Les rues de Bhopal étaient jonchées de corps sans vie, les survivants tentant désespérément de respirer.

Les chiffres fournis par le gouvernement indien font état de 5295 victimes directes, 4902 handicapés à vie et 42 blessés graves. Les personnes concernées estiment que le nombre de décès directs s'élève à près de 23 000, que plus de 500 000 personnes sont handicapées à vie et que quelque 34 000 personnes sont gravement blessées, ce qui fait de la tragédie de Bhopal la pire catastrophe technologique de l'histoire de l'humanité.

Mépris de la vie et de l'environnement

Les catastrophes nucléaires de Tchernobyl et de Fukushima ont toutes deux été causées par une application laxiste des normes de sécurité, aggravée par des erreurs de conception. La catastrophe de Bhopal illustre le pire visage de l'ambition et du mépris de la vie. Ici, il n'y a pas eu de négligence circonstancielle ou de désorganisation, mais une décision commerciale de réduire les coûts en n'entretenant pas les installations et en minimisant les mesures de sécurité.

Tour de la Torche de Bhopal
Il s'agit de la tour de torche, où le gaz hautement toxique qui a tué entre 5 000 et 25 000 personnes lors de la catastrophe de 1984 a été libéré dans l'air. L'usine de pesticides Union Carbide à Bhopal, aujourd'hui abandonnée.

Lors des enquêtes qui ont suivi la tragédie, Union Carbide a reconnu que l'usine de Bhopal ne disposait pas des mesures de sécurité sophistiquées d'une usine similaire aux États-Unis.

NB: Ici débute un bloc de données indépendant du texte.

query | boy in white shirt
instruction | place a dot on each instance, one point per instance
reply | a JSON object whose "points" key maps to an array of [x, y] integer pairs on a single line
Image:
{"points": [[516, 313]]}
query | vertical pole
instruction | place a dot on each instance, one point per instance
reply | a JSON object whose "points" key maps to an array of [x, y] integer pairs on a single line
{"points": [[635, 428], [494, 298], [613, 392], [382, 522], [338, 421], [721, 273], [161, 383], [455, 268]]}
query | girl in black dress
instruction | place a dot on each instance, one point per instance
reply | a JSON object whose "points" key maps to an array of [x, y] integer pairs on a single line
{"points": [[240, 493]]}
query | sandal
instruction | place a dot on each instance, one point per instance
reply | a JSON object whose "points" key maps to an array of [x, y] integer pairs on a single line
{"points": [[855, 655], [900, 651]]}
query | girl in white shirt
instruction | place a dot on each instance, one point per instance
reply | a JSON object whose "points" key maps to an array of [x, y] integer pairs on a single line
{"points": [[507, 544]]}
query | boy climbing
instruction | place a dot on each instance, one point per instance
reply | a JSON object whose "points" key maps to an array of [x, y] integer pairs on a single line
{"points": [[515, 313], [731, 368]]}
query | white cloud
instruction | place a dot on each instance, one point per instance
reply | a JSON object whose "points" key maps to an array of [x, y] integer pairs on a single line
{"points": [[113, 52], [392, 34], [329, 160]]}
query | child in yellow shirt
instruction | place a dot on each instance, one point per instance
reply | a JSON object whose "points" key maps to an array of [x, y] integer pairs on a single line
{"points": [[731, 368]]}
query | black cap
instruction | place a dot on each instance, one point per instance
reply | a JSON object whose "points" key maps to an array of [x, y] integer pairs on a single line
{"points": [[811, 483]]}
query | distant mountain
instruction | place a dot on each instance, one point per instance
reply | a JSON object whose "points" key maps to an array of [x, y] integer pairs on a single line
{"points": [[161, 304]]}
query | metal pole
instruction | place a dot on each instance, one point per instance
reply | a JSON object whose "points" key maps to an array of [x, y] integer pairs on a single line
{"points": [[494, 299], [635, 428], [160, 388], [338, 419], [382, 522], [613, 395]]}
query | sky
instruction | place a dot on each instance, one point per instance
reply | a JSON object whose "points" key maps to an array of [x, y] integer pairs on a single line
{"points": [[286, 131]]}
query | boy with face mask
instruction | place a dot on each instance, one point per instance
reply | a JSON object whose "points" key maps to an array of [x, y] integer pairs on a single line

Même le personnel chargé du nettoyage des réservoirs n'avait pas les qualifications requises et il n'y avait pas non plus de personnel technique responsable pour le superviser.

Mais la tragédie ne s'est pas arrêtée là. Autre signe de l'irrationalité des actions d'Union Carbide en Inde, l'entreprise a déversé pendant des années des tonnes de déchets polluants dans l'eau ou les a enfouis sous terre sans aucune mesure de sécurité. Des milliers de tonnes de toxines continuent aujourd'hui d'empoisonner l'eau de Bhopal, affectant des milliers de personnes.

Ni la vie ni l'environnement

L'usine était détenue à 49 % par l'État indien et à 51 % par Union Carbide Corporation. Afin d'éviter un long procès, Union Carbide a convenu avec le gouvernement indien de payer 470 millions de dollars de dommages et intérêts, soit près de six fois moins que ce que les plaignants avaient demandé. Le paiement a été effectué directement au gouvernement, qui serait responsable de la distribution de l'indemnisation.

Monument Bhopal
Mémorial aux victimes de la tragédie de Bhopal, près de l'usine Union Carbide.

Sans surprise, les personnes concernées ont reçu un montant dérisoire en guise d'indemnisation. Pour chacun des 11 267 décès pris en compte, 1 700 dollars ont été versés à titre de compensation. L'indemnisation des blessures a été réduite de moitié et la santé mentale des survivants n'a pas été prise en compte. Quatre-vingt-treize pour cent des 500 000 personnes indemnisées ont reçu environ 300 dollars.

Près de 40 ans après la tragédie, la population souffre toujours des séquelles. Dans les quartiers proches du site de la catastrophe, on dénombre deux fois plus de décès par cancer et maladies pulmonaires et trois fois plus d'infections rénales, tandis que 150 000 personnes souffrent de maladies chroniques. L'eau et le sol restent contaminés. Le principal accusé est mort 30 ans après le drame, sans jamais avoir été jugé.